And (3) placing the suspension into a sterilizing pot, and heating at 121 ℃ for about 15min to obtain the inactivated preparation of the escherichia coli.
An inactivated preparation of all microorganisms was prepared in a similar manner.
2. And (3) carrying out heating, pressurizing and sterilizing treatment or bacteria filtering treatment on the solution of the various auxiliary material mixtures to obtain a sterile auxiliary material mixture solution.
According to the proportion content of each component in the formula, mixing the microorganism inactivation preparation and the sterile auxiliary material mixture solution in a preset proportion in a sterile environment such as a clean workbench to obtain the sterile composite vaccine.
The aforementioned formulation one A, formulation one B, formulation one C, formulation two A, formulation two B, formulation two C, formulation two D, formulation three A, formulation three B and formulation three C have been prepared by Shaoxing Yuan biological medicine technology Co. Placing in a refrigerator at 4 ℃ for standby.
Example 2: safety investigation of various composite vaccines
The toxicity studies of all composite vaccines by Shanghai pharmaceutical industry institute Limited were commissioned and demonstrated that all composite vaccines of the present invention, including the formulation prepared in example 1, were safe and non-toxic. The following is a brief description of formulation three A.

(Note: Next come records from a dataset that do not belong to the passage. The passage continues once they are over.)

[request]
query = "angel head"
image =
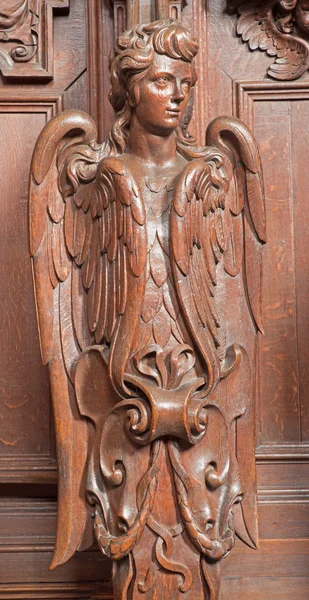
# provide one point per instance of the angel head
(152, 76)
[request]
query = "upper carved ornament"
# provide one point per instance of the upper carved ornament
(279, 28)
(26, 44)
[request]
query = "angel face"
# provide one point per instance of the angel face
(163, 94)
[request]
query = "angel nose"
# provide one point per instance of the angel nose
(178, 94)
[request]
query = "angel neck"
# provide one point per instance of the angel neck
(152, 150)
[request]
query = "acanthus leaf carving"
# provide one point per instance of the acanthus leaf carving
(26, 42)
(279, 28)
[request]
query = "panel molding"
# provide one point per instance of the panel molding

Maximum dose experiment (toxicity experiment) of tumor vaccine sample to ICR mice
1. Purpose of test
The tumor vaccine samples were observed for toxic response and mortality resulting from subcutaneous single administration of the shaoxing tumor vaccine samples to ICR mice.
2. Test drug
Sample name: shaoxing more natural tumor vaccine samples.
3. Experimental animal
20 ICR mice, male and female halves, 20+ -2 g, supplied by Shanghai Laek laboratory animal liability Co., ltd., production license number: SCXK (Shanghai) 2017-0005; use license number: SYXK (Shanghai) 2019-0027.
4. Administration method
4.1 Dose: 1 ml/mouse.
4.2 Accepted amount: 1ml.
4.3 Times of administration: 1 time.
5. Route of administration
Subcutaneous administration
6. Preparing a liquid medicine: sample stock solution
7. Test method
10 Female ICR mice were divided into normal groups (n=5), dosing groups (n=5), and were given once subcutaneously at a dose of 1 ml/mouse (maximum volume maximum concentration), and various manifestations of the poisoning symptoms of the animals were observed and dead animals were recorded immediately after the administration. The experiment was observed for 14 days.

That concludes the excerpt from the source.